Background: We wished to assess how General Practitioners (GPs) and cardiologists perceive and communicate the benefits of therapy with statins (hydroxymethylglutaryl-coenzyme A reductase inhibitors) in a patient following myocardial infarction.
Methods: We interviewed 20 GPs and 22 cardiologists to determine treatment policy and ways of expressing its benefits to a patient after myocardial infarction with moderate dyslipidaemia. We asked what drug and dosage they would recommend and how they would express potential benefits of therapy, given a range of options including reduced relative and absolute risk of events.
Results: Most GPs would start a low dose (10-20 mg/day) of simvastatin (the only freely prescribable funded statin in New Zealand) whereas cardiologists would commence 40 mg/day immediately (P = 0.001).
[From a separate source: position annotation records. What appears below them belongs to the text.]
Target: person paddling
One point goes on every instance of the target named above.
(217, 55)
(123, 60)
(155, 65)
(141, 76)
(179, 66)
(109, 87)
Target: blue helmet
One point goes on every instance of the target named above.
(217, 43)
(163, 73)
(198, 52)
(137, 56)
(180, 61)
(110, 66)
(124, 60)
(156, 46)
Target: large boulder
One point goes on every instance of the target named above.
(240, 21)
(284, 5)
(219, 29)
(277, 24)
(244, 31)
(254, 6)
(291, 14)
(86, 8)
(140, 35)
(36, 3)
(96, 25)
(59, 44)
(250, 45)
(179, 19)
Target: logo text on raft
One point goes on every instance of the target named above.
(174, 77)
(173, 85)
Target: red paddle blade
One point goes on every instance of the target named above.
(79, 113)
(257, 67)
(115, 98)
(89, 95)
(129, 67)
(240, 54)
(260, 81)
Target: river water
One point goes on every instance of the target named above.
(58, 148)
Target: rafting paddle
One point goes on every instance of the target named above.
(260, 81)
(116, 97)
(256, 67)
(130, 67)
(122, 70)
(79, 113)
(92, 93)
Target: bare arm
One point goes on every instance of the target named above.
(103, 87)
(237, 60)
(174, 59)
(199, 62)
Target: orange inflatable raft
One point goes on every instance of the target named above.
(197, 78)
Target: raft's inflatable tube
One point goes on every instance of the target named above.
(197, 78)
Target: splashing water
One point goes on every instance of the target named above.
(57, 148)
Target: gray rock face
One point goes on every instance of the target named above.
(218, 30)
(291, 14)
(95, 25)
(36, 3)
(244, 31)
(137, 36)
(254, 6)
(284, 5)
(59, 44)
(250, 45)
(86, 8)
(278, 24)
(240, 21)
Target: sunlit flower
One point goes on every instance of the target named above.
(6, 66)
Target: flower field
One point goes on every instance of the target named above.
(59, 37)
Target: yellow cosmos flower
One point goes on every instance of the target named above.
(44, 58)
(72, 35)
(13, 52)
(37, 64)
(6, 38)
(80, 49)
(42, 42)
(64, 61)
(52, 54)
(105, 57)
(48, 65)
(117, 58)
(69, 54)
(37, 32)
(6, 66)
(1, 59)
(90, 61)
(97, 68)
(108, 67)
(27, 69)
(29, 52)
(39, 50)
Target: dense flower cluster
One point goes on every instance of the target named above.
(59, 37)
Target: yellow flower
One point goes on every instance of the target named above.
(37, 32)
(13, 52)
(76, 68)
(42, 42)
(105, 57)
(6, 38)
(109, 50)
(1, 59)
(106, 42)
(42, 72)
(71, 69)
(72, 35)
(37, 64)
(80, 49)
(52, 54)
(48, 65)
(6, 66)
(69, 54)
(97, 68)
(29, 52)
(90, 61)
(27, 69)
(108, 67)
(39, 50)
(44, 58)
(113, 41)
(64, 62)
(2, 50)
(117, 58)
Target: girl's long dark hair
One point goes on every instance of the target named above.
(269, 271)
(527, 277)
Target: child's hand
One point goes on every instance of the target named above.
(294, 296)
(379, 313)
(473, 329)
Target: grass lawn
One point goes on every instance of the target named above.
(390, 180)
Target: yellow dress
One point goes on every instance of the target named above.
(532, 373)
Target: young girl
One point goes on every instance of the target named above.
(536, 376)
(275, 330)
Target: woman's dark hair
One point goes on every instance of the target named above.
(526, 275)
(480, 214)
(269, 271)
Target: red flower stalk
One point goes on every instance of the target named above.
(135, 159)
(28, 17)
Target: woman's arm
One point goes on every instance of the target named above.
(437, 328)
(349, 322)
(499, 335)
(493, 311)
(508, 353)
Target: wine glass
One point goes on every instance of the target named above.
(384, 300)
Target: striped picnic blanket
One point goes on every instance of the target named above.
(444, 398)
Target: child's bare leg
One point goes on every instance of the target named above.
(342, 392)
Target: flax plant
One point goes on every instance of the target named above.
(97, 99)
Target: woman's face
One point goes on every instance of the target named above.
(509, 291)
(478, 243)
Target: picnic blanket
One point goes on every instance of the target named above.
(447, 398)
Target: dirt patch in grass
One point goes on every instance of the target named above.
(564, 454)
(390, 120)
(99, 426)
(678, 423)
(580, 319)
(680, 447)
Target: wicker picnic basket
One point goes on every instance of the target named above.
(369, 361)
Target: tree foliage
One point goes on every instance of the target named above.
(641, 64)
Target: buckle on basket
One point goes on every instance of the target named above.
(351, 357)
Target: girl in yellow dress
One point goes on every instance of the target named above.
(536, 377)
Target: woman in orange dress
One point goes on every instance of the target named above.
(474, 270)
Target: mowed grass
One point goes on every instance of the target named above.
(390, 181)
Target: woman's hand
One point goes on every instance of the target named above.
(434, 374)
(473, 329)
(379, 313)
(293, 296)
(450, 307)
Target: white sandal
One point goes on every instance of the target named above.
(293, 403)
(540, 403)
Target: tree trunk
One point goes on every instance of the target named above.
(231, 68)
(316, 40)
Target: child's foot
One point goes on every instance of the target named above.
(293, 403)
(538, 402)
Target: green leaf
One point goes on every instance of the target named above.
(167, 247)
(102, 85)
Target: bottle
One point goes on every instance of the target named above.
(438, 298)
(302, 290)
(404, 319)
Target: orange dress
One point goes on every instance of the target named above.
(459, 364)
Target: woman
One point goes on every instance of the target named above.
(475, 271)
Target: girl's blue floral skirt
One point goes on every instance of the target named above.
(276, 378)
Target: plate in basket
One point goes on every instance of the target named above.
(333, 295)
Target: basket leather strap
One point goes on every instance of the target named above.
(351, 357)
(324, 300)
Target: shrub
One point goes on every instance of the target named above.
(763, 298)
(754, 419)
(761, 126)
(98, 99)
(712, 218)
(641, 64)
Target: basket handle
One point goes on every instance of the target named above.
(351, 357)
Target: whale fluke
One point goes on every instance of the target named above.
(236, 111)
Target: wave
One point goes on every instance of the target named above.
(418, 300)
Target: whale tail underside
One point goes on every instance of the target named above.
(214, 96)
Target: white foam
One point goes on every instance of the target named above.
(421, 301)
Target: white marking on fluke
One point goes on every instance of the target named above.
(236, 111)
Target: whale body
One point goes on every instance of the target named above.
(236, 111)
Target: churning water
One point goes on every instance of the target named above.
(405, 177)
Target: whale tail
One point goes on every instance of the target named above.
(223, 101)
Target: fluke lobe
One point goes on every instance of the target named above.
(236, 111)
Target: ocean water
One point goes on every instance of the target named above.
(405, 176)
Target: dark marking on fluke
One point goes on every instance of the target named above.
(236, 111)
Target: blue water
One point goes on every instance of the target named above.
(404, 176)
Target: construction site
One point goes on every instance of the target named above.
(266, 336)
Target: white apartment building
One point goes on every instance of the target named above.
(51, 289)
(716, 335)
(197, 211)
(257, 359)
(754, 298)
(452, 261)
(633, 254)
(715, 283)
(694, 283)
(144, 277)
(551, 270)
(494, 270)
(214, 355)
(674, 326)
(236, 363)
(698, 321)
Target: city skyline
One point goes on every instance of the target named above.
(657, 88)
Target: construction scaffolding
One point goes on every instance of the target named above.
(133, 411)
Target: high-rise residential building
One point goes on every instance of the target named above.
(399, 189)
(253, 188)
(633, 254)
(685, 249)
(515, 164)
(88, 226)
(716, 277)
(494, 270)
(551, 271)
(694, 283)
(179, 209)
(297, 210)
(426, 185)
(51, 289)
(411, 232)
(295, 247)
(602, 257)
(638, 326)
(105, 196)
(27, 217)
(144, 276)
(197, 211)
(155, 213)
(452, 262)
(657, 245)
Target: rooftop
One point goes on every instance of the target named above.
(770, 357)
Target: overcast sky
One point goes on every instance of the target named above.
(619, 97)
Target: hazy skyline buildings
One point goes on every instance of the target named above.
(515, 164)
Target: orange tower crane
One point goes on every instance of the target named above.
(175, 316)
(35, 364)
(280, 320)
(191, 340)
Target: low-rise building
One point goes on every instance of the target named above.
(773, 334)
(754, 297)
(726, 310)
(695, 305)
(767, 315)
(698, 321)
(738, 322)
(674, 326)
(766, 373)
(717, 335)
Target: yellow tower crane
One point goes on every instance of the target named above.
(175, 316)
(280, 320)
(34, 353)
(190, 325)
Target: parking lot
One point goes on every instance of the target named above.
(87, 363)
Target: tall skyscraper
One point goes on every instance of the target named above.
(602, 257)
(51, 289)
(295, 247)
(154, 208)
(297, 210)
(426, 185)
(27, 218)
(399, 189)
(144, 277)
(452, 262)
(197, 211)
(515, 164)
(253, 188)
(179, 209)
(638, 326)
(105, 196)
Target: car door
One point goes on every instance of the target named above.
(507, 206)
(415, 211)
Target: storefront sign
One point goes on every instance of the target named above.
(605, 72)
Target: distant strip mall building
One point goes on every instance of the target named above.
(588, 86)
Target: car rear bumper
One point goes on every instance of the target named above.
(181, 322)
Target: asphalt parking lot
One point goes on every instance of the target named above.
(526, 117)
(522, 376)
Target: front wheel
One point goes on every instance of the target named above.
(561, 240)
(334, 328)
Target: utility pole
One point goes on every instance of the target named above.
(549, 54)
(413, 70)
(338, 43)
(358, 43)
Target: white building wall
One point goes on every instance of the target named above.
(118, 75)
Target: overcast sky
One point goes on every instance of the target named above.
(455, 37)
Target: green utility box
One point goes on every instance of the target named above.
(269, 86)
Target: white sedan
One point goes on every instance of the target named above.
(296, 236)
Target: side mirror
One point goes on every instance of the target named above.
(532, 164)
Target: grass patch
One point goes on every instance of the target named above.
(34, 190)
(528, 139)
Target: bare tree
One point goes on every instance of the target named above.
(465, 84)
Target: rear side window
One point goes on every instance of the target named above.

All but one cardiologist would justify therapy to the patient by citing a reduced chance of a major adverse cardiovascular event. Nine GPs and one cardiologist estimated a gain of more than 5 years of life from statin therapy. Cardiologists were more optimistic than GPs about relative risk reduction (P = 0.04). Only 50% of GPs and 68% of cardiologists were able to estimate an absolute risk reduction over 5 years, such estimates varying widely with no significant difference in responses between the groups (P = 0.2). No doctors felt comfortable using number needed to treat or odds ratio.
Conclusion: There were substantial differences between the two groups of clinicians in perception and policy of statin therapy, frequent overestimation of treatment benefits and a reluctance to impart numerical estimates of benefit to patients.